As a mother of a newborn, personally I think there are three kind of common infants' eye problems. The first one is clogged tear duct. It's common for newborn tear ducts to clog and for tears to overflow onto a baby's cheeks. The remedy: Apply a warm compress to the inner corner of the eye and massage it gently. If you see crusting when your baby wakes up, just wipe it away with a damp cotton ball. But if pus drainage and crusting last throughout the day, call your doctor. The second is crossed eyes. Many babies cross their eyes because the muscles that control them are still weak. However, if your child is 4 months old or older and frequently cross-eyed, or if it occurs at the same time each day or during the same activity, an eye exam is warranted. The third is infection. If the whites of one or both of your tot's eyes are very red, and perhaps crusty or draining pus, he may have conjunctivitis (pinkeye), a contagious bacterial infection. Call the doctor ASAP. A prescription topical ointment usually relieves it in just a couple of days.

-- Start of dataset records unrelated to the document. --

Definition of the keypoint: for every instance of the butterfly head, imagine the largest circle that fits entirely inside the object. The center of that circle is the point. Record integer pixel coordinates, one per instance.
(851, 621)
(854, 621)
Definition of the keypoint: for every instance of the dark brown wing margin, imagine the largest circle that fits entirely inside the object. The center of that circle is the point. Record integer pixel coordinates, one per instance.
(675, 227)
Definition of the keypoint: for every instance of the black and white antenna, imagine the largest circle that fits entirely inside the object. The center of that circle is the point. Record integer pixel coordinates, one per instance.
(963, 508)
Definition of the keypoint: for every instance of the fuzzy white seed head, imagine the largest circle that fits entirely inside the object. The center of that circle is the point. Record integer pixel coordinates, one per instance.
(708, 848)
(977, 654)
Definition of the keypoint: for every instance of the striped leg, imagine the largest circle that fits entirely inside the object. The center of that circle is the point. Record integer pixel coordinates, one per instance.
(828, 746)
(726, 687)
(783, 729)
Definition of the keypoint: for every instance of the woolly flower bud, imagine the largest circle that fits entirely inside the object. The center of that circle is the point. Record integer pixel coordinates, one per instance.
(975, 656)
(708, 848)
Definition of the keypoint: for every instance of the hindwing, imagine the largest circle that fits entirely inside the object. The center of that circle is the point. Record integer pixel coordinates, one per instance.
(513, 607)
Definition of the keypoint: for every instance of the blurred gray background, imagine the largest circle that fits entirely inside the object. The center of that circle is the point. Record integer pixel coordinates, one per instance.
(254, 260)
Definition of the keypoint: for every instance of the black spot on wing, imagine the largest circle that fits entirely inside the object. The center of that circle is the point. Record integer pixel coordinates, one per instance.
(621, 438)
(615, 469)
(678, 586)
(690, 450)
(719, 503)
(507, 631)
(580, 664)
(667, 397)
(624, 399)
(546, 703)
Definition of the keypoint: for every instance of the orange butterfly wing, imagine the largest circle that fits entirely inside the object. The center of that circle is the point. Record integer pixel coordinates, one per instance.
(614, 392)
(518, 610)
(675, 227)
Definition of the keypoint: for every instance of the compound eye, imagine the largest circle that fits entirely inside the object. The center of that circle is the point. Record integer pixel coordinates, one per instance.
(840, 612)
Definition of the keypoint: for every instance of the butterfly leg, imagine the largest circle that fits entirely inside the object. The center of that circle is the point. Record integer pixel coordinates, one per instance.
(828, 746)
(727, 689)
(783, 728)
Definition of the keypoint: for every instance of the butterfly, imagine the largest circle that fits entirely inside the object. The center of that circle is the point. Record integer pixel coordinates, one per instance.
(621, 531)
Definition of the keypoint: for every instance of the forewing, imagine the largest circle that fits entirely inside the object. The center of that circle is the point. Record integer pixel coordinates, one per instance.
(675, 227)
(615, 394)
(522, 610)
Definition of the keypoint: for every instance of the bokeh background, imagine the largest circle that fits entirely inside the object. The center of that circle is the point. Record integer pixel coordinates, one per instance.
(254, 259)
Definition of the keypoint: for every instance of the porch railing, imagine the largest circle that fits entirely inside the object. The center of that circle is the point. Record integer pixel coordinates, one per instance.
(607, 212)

Pink eye is a common eye problem of baby eyes, the cause maybe a virus or bacteria. If baby has a viral infection, wait three to five days before sending her back to school, but just 24 hours if her infection is bacterial. The other common problem is blocked tear duct, as baby develops in utero, the tissue inside the tear duct sloughs off and leaves a hollow core. If that doesn't happen, the tissue remains and blocks the duct.in this case, you can use a warm, wet cloth to clean the eyes whenever you see discharge. A blocked duct usually opens on its own, and discharge lessens over time. If it hasn't completely dissipated by the time your child is 12 to 18 months, she may need surgery.
I also agree with above answer. I think some infants will have refractive errors.Refractive errors can cause decreased vision, eyestrain, or amblyopia. Fortunately, refractive errors such as nearsightedness and farsightedness can often be corrected in school-age children by means of wearing eyeglasses. Uncorrected, these errors can make some issues such as amblyopia worse, and can persevere into adulthood. The ability to correct refractive errors early makes early detection important.